That’s about to change. The company is set to announce a new, unprecedented goal for the tech industry, “to stop mining the earth altogether.”

The announcement, part of Apple’s 2017 Environment Responsibility Report released Wednesday, will commit the company to making devices entirely from recycled materials such as aluminum, copper, tin, and tungsten. But there’s one hiccup: Apple doesn’t know exactly how it’s going to make that happen.

“We’re actually doing something we rarely do, which is announce a goal before we’ve completely figured out how to do it,” Apple’s Vice President of Environment, Policy and Social Initiatives and a former head of the EPA, Lisa Jackson, told VICE News during an exclusive visit to Apple’s environmental testing lab on Monday. “So we’re a little nervous, but we also think it’s really important, because as a sector we believe it’s where technology should be going.”

Now this is the Apple I like to see. Leveraging their cash and resources to do something good. This is a moon-shot project; one that they don’t know how to accomplish yet, but if they put their minds – and their money – to it, they might just be able to.

Don’t think there isn’t business sense here as well.
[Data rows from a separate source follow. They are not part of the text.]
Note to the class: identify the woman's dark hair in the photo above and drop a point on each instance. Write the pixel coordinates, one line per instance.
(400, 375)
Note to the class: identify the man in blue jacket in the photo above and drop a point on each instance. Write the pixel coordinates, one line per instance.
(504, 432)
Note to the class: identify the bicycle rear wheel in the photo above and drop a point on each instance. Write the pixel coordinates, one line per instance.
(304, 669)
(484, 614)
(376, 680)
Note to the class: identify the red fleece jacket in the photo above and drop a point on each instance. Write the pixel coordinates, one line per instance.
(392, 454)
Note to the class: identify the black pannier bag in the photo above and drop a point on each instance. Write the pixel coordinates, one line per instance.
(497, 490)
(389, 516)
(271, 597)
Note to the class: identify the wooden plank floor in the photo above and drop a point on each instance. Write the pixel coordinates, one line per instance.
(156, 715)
There are probably new recycling technologies that need to be developed, and patented, and Apple could eventually turn this into big business. But it’s be great to see this happen.

To be honest, I’d also like see Apple’s products designed to last longer. I’d like computers than are upgradeable, and phones that are designed to be used for several years instead of just one or two. That would cut down on the environmental impact of these devices.